Nowadays the term “participants” is considered more appropriate than “subjects.”

Author Response

Thank for your suggestions to improve the manuscript. Please find below the point-by-point detailed response to the suggestions that were raised.

Some awkward language exists. A few examples follow.

· Replace “impact” (line 17) with “impacts.” This was change as requested line 17.

· Replace “This review aims at” with “This review aims to’ (lines 18 & 48). This was change as requested line 18 & 47.

· Replace ‘to evaluate muscle mass for screening” with “of assessing  muscle mass as part of the screening…”(line 21). This was change as requested line 21.

· Replace “does not allow to measure” with “does not allow the measurement” (line 55). This was change as requested line 54.

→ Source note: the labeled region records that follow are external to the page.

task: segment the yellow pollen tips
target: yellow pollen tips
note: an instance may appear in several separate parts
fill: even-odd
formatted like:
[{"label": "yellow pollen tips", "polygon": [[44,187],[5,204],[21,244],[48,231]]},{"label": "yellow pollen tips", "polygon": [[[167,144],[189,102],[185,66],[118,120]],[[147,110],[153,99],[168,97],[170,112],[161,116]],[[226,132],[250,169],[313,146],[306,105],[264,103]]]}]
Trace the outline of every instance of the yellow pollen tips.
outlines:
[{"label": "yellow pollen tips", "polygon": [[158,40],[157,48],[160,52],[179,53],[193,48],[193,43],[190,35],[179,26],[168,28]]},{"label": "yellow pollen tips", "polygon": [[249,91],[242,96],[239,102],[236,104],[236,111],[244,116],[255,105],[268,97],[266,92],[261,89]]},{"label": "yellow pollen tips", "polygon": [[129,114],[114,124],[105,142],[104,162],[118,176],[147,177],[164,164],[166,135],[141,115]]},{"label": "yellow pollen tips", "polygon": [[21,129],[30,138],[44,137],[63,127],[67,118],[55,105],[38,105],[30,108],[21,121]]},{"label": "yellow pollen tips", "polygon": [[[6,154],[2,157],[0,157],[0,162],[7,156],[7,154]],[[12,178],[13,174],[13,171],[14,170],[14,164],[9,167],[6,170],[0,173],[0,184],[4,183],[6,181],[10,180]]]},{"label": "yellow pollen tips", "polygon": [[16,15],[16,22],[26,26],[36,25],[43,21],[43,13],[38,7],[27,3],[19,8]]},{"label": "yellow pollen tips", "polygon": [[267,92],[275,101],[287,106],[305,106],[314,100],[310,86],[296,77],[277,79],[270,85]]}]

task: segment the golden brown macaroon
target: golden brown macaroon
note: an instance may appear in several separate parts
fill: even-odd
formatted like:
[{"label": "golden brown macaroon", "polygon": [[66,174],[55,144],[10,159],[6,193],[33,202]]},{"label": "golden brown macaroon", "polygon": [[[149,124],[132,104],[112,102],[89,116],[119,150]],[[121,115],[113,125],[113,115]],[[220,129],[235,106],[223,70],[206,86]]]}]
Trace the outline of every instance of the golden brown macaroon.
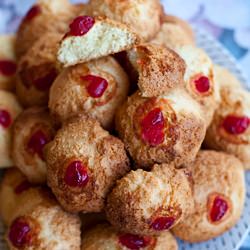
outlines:
[{"label": "golden brown macaroon", "polygon": [[223,87],[242,88],[241,82],[228,69],[214,65],[214,81]]},{"label": "golden brown macaroon", "polygon": [[6,225],[12,221],[17,203],[26,197],[23,193],[31,188],[32,185],[17,168],[12,167],[4,173],[0,185],[0,215]]},{"label": "golden brown macaroon", "polygon": [[139,40],[125,24],[101,16],[78,16],[60,43],[57,59],[64,66],[85,63],[130,49]]},{"label": "golden brown macaroon", "polygon": [[250,169],[250,93],[222,85],[220,106],[207,130],[205,145],[238,157]]},{"label": "golden brown macaroon", "polygon": [[143,98],[140,92],[118,110],[116,129],[138,167],[174,162],[184,166],[195,159],[205,137],[200,105],[183,89]]},{"label": "golden brown macaroon", "polygon": [[85,232],[82,250],[178,250],[176,239],[170,232],[159,236],[120,233],[108,224],[101,224]]},{"label": "golden brown macaroon", "polygon": [[18,63],[16,92],[25,107],[48,104],[50,87],[59,74],[56,53],[60,33],[45,33]]},{"label": "golden brown macaroon", "polygon": [[221,235],[239,220],[245,200],[244,169],[234,156],[215,151],[199,152],[190,169],[194,213],[173,232],[182,240],[201,242]]},{"label": "golden brown macaroon", "polygon": [[0,90],[0,168],[13,166],[11,158],[12,125],[22,111],[16,96]]},{"label": "golden brown macaroon", "polygon": [[123,143],[87,116],[65,122],[46,148],[48,185],[70,212],[100,212],[115,181],[129,171]]},{"label": "golden brown macaroon", "polygon": [[138,87],[142,96],[159,96],[185,86],[186,65],[173,50],[142,44],[128,51],[127,57],[138,72]]},{"label": "golden brown macaroon", "polygon": [[26,199],[16,203],[15,217],[8,226],[9,249],[80,250],[81,223],[77,215],[65,212],[46,189],[33,188],[20,195]]},{"label": "golden brown macaroon", "polygon": [[174,49],[176,46],[195,45],[195,38],[187,22],[175,16],[165,15],[160,31],[150,43]]},{"label": "golden brown macaroon", "polygon": [[108,195],[108,221],[119,231],[159,235],[192,212],[192,185],[184,169],[154,165],[151,172],[131,171]]},{"label": "golden brown macaroon", "polygon": [[0,89],[15,89],[17,70],[14,35],[0,35]]},{"label": "golden brown macaroon", "polygon": [[160,30],[162,7],[159,0],[91,0],[86,11],[127,24],[147,41]]},{"label": "golden brown macaroon", "polygon": [[202,49],[190,45],[178,47],[176,52],[187,65],[184,76],[186,89],[200,103],[209,126],[220,100],[219,85],[214,80],[212,60]]},{"label": "golden brown macaroon", "polygon": [[15,121],[13,161],[32,183],[46,182],[43,148],[53,139],[54,134],[55,127],[47,108],[29,108]]},{"label": "golden brown macaroon", "polygon": [[114,58],[104,57],[63,70],[51,87],[49,108],[59,122],[86,113],[111,128],[128,89],[122,67]]},{"label": "golden brown macaroon", "polygon": [[41,34],[66,32],[68,23],[81,11],[81,7],[68,0],[37,0],[27,12],[18,31],[17,57],[21,58],[38,40]]}]

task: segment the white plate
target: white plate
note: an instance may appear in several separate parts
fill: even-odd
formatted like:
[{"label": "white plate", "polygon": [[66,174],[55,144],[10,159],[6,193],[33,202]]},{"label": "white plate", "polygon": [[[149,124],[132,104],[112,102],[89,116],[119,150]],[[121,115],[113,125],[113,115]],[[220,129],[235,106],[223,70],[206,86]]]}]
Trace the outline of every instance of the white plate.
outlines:
[{"label": "white plate", "polygon": [[[246,88],[250,88],[247,84],[244,73],[236,60],[231,54],[213,37],[205,32],[196,30],[197,45],[206,50],[209,56],[217,63],[234,73],[237,78],[244,83]],[[240,248],[250,231],[250,171],[246,172],[246,189],[247,196],[245,202],[244,213],[240,221],[230,231],[220,237],[199,244],[188,244],[179,241],[180,250],[237,250]]]},{"label": "white plate", "polygon": [[[241,71],[236,60],[230,55],[230,53],[224,49],[213,37],[207,33],[196,31],[197,44],[199,47],[205,49],[213,61],[221,66],[228,68],[234,73],[237,78],[245,83],[247,88],[246,78]],[[244,213],[241,216],[240,221],[230,231],[226,232],[222,236],[212,239],[210,241],[199,243],[199,244],[188,244],[179,241],[179,250],[237,250],[242,245],[246,236],[250,230],[250,172],[246,174],[246,186],[247,196]],[[4,243],[4,227],[0,222],[0,249],[7,250]]]}]

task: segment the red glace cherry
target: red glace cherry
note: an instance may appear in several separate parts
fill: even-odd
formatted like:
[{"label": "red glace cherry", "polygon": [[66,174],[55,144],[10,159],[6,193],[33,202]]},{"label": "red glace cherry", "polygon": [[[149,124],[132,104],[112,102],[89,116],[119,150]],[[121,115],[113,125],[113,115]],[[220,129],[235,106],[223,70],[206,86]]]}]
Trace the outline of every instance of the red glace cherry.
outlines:
[{"label": "red glace cherry", "polygon": [[28,22],[31,21],[33,18],[38,16],[41,13],[41,8],[38,5],[34,5],[24,17],[24,21]]},{"label": "red glace cherry", "polygon": [[210,210],[210,219],[212,222],[220,221],[227,213],[229,205],[227,201],[220,196],[216,196],[213,200],[212,207]]},{"label": "red glace cherry", "polygon": [[164,117],[160,108],[151,110],[141,121],[142,139],[151,146],[164,141]]},{"label": "red glace cherry", "polygon": [[15,187],[15,193],[16,194],[21,194],[22,192],[28,190],[29,188],[31,188],[31,183],[28,182],[27,180],[24,180],[22,181],[20,184],[18,184],[16,187]]},{"label": "red glace cherry", "polygon": [[84,187],[89,181],[87,168],[81,161],[73,161],[66,169],[64,181],[70,187]]},{"label": "red glace cherry", "polygon": [[4,128],[10,127],[12,119],[10,113],[4,109],[0,109],[0,125]]},{"label": "red glace cherry", "polygon": [[29,139],[27,147],[32,154],[38,154],[43,159],[43,148],[49,142],[42,130],[37,130]]},{"label": "red glace cherry", "polygon": [[83,36],[93,27],[95,19],[91,16],[76,17],[69,25],[70,31],[66,36]]},{"label": "red glace cherry", "polygon": [[204,94],[210,89],[210,81],[206,76],[200,76],[194,80],[195,88],[198,92]]},{"label": "red glace cherry", "polygon": [[17,218],[10,226],[9,241],[16,248],[23,248],[31,243],[31,228],[23,219]]},{"label": "red glace cherry", "polygon": [[86,75],[82,76],[83,81],[88,82],[87,91],[93,98],[101,97],[108,87],[108,82],[100,76]]},{"label": "red glace cherry", "polygon": [[0,60],[0,74],[13,76],[16,73],[17,65],[11,60]]},{"label": "red glace cherry", "polygon": [[163,231],[170,229],[175,223],[175,218],[168,216],[168,217],[159,217],[156,218],[151,223],[151,228],[153,228],[156,231]]},{"label": "red glace cherry", "polygon": [[122,234],[119,236],[119,242],[128,249],[138,250],[150,245],[152,238],[134,234]]},{"label": "red glace cherry", "polygon": [[33,85],[40,91],[48,91],[57,77],[57,71],[52,69],[48,74],[33,81]]},{"label": "red glace cherry", "polygon": [[229,134],[243,134],[250,126],[250,118],[246,116],[229,115],[224,119],[222,126]]}]

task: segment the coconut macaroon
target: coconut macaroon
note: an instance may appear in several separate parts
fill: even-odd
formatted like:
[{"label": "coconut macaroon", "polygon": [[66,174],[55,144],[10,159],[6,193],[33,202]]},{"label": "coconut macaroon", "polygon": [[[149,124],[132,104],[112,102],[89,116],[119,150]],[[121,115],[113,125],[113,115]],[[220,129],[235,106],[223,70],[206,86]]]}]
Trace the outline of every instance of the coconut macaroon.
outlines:
[{"label": "coconut macaroon", "polygon": [[176,46],[195,45],[195,38],[187,22],[175,16],[165,15],[160,31],[150,43],[174,49]]},{"label": "coconut macaroon", "polygon": [[159,96],[184,86],[185,62],[173,50],[142,44],[128,51],[127,57],[138,72],[142,96]]},{"label": "coconut macaroon", "polygon": [[6,225],[13,219],[16,205],[24,196],[21,194],[31,188],[32,185],[17,168],[12,167],[5,172],[0,185],[0,215]]},{"label": "coconut macaroon", "polygon": [[18,31],[16,53],[21,58],[47,31],[66,32],[68,23],[78,15],[81,6],[70,4],[68,0],[37,0],[27,12]]},{"label": "coconut macaroon", "polygon": [[105,17],[78,16],[69,25],[57,58],[70,66],[130,49],[138,42],[125,24]]},{"label": "coconut macaroon", "polygon": [[245,200],[242,163],[232,155],[201,151],[190,166],[194,182],[194,213],[173,228],[188,242],[206,241],[233,227]]},{"label": "coconut macaroon", "polygon": [[20,59],[16,92],[24,106],[48,104],[50,87],[59,73],[56,53],[61,38],[56,32],[43,34]]},{"label": "coconut macaroon", "polygon": [[209,126],[220,101],[219,85],[214,81],[212,60],[202,49],[190,45],[178,47],[176,52],[187,65],[184,76],[186,88],[200,103]]},{"label": "coconut macaroon", "polygon": [[160,30],[163,12],[159,0],[91,0],[86,11],[125,23],[146,41]]},{"label": "coconut macaroon", "polygon": [[27,109],[14,123],[13,161],[32,183],[46,182],[43,148],[53,139],[54,134],[53,120],[46,108]]},{"label": "coconut macaroon", "polygon": [[0,90],[0,168],[13,166],[12,125],[21,111],[22,108],[14,95]]},{"label": "coconut macaroon", "polygon": [[15,216],[7,228],[11,250],[73,249],[81,246],[80,219],[65,212],[44,188],[32,188],[20,194]]},{"label": "coconut macaroon", "polygon": [[122,67],[114,58],[104,57],[63,70],[51,87],[49,108],[58,122],[86,113],[111,128],[128,89]]},{"label": "coconut macaroon", "polygon": [[82,250],[177,250],[176,239],[170,232],[159,236],[120,233],[108,224],[101,224],[83,235]]},{"label": "coconut macaroon", "polygon": [[192,212],[192,195],[184,169],[154,165],[151,172],[138,169],[117,181],[105,211],[108,221],[122,232],[158,235]]},{"label": "coconut macaroon", "polygon": [[200,105],[183,89],[159,97],[140,92],[118,110],[116,129],[137,167],[174,162],[185,166],[195,159],[205,137]]},{"label": "coconut macaroon", "polygon": [[70,212],[100,212],[115,181],[129,171],[123,143],[87,116],[65,122],[45,148],[48,185]]},{"label": "coconut macaroon", "polygon": [[250,169],[250,93],[237,86],[222,86],[220,106],[205,145],[237,156]]},{"label": "coconut macaroon", "polygon": [[15,73],[17,69],[14,35],[0,35],[0,89],[15,89]]}]

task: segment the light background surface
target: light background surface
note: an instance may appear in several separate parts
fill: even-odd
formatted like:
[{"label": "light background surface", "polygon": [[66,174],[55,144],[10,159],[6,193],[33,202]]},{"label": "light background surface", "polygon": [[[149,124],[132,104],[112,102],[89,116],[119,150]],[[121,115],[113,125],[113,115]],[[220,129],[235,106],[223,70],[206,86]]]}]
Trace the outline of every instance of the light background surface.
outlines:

· Eliminate “measurements” (line 57), it is redundant. This was change as requested line 56.

· Replace “but allowing simultaneously a body composition assessment” with “but allows for the simultaneous assessment of body composition” (line 63). This was change as requested line 62.

· Nowadays the term “participants” is considered more appropriate than “subjects.” As suggested by the reviewer, we replaced the term “subjects” with the term “participants” (e.g. lines 190, 191, 245, 246).